WASHINGTON (Reuters) - U.S. intelligence believes fallout from global climate change over the next 20 years will boost global instability and may place new burdens on U.S. military forces, according to a report delivered to Congress on Wednesday.
U.S. military personnel prepare to load supplies into a military transport plane on the border of Thailand's Chonburi and Rayong provinces, May 12, 2008. REUTERS/Sukree Sukplang
Climate change may spur increased migrations and heightened disputes over water in sub-Saharan Africa, the Middle East and Central and Southeast Asia, the report said.
U.S. intelligence painted a mixed picture of the dangers. It said climate change alone was unlikely to trigger the collapse of any country. But it predicted aggravated poverty, social tensions, environmental degradation and the weakening of political institutions.
“As climate changes spur more humanitarian emergencies, the international community’s capacity to respond will be increasingly strained,” Thomas Fingar, deputy director of national intelligence for analysis, said in outlining the findings to two House of Representatives committees.
He said the United States in particular will be called upon to respond.
Such humanitarian responses may “significantly tax U.S. military transportation and support force structures, resulting in a strained readiness posture and decreased strategic depth for combat operations,” Fingar said in prepared testimony.
The study predicted harsher climates would prompt more people to try to migrate “sooner rather than later,” both within nations and from poorer to richer countries.
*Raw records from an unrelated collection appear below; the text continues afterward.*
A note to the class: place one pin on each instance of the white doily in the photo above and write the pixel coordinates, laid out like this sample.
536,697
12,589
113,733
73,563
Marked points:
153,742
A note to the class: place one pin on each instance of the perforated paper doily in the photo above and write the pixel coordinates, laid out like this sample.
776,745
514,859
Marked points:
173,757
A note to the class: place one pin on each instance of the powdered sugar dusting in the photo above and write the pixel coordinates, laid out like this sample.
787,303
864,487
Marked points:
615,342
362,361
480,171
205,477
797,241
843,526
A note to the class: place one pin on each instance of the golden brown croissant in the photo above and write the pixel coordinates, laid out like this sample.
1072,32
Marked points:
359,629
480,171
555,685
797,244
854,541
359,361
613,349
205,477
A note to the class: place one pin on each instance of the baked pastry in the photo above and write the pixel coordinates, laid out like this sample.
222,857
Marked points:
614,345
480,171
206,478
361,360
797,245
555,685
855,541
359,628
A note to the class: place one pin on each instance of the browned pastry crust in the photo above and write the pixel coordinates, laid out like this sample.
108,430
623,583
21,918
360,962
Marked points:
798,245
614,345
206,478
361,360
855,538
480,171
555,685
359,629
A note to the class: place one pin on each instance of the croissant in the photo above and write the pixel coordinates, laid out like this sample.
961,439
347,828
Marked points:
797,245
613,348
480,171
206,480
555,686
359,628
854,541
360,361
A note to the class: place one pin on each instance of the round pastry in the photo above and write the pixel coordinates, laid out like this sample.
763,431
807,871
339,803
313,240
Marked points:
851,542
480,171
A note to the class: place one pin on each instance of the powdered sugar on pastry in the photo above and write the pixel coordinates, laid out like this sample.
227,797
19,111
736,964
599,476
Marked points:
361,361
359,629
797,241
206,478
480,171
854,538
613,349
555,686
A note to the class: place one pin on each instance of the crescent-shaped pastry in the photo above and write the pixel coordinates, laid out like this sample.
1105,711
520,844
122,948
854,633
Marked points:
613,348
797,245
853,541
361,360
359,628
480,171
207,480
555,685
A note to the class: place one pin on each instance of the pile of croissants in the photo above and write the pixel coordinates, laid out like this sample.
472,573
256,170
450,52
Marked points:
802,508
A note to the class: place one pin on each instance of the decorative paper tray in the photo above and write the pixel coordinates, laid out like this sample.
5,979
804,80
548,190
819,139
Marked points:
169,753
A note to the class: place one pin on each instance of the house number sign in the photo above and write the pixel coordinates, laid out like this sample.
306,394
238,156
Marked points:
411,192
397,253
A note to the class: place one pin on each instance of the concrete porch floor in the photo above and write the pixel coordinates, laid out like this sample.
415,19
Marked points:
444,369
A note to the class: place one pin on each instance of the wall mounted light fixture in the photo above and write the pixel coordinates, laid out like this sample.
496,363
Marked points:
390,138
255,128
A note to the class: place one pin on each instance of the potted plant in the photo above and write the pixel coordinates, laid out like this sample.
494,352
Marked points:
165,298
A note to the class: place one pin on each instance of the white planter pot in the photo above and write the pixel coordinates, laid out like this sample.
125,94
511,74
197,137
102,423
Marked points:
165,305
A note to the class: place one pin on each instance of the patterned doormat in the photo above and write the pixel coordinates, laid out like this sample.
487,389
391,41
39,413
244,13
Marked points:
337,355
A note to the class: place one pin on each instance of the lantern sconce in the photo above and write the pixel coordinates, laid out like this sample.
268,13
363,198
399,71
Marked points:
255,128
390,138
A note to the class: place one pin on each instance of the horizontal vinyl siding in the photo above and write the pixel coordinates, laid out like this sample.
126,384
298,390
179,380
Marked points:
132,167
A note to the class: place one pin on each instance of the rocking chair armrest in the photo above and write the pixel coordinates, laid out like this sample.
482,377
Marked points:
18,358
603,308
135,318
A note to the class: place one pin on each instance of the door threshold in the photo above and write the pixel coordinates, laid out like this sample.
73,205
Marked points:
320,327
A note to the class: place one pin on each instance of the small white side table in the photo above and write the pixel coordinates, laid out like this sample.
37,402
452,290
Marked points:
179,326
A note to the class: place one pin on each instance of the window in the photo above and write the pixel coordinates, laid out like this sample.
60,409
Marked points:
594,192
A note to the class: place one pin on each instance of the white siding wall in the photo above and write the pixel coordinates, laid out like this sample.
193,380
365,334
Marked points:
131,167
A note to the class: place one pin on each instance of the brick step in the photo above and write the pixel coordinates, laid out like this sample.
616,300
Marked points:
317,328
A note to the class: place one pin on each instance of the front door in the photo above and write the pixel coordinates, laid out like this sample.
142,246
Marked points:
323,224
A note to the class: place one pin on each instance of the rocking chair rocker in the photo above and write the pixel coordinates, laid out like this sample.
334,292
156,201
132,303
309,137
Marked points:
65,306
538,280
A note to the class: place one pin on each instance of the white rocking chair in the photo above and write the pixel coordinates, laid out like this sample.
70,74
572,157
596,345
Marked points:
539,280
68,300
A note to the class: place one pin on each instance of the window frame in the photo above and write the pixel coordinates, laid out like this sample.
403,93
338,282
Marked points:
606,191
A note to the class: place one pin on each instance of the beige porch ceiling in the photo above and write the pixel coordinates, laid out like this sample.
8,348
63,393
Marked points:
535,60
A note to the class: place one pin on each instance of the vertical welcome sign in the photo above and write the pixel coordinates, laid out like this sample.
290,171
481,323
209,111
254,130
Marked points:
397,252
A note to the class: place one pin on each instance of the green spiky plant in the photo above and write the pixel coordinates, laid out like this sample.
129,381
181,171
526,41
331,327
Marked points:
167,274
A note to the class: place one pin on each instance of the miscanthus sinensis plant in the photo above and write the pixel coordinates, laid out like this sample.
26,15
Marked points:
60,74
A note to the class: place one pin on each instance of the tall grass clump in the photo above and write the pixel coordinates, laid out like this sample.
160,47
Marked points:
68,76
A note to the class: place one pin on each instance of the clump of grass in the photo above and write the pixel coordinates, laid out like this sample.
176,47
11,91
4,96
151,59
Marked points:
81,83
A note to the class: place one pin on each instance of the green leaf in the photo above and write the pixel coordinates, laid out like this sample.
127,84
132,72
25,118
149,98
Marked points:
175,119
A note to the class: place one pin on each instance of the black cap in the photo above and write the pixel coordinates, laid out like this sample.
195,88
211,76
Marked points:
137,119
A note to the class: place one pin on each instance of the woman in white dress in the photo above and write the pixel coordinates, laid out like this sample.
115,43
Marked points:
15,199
In sub-Saharan Africa, yields from some rainfall-dependent crops could be halved by 2020, the survey said.
Without food aid, sub-Saharan Africa likely will face increased instability, particularly violent ethnic clashes over land ownership, it said.
CROP YIELDS TO GROW
By contrast, net cereal crop yields in most of North America likely will increase five to 20 percent, the report said.
The assessment said U.S. overall leadership in the global arena will be judged “by the extent to which it is perceived as forging a viable and effective global consensus for tackling climate change.”
At issue, it said, is helping to set meaningful long-term goals for reduced greenhouse gas emissions, technological progress toward curbing the impact of climate change and support for “climate migrants.”
The study, known as a national intelligence assessment, looked at the security implications of climate change to 2030.
Fingar said 2030 was chosen because it was “far enough out to have witnessed climate-induced changes to the physical and biological worlds, yet close enough to allow judgments about the likely impact of such changes.”
Fingar also serves as chairman of the National Intelligence Council, the intelligence community’s cradle of strategic thinking. He made his comments to the House Intelligence Committee and Select Committee on Energy Independence and Global Warming.
The assessment assumes the climate will change as forecast by the United Nations Intergovernmental Panel on Climate Change Fourth Assessment Report, approved in Valencia, Spain, in November 2007.
To reach its conclusions, the intelligence community depended on open sources, not spies, “and greatly leveraged outside expertise,” Fingar said.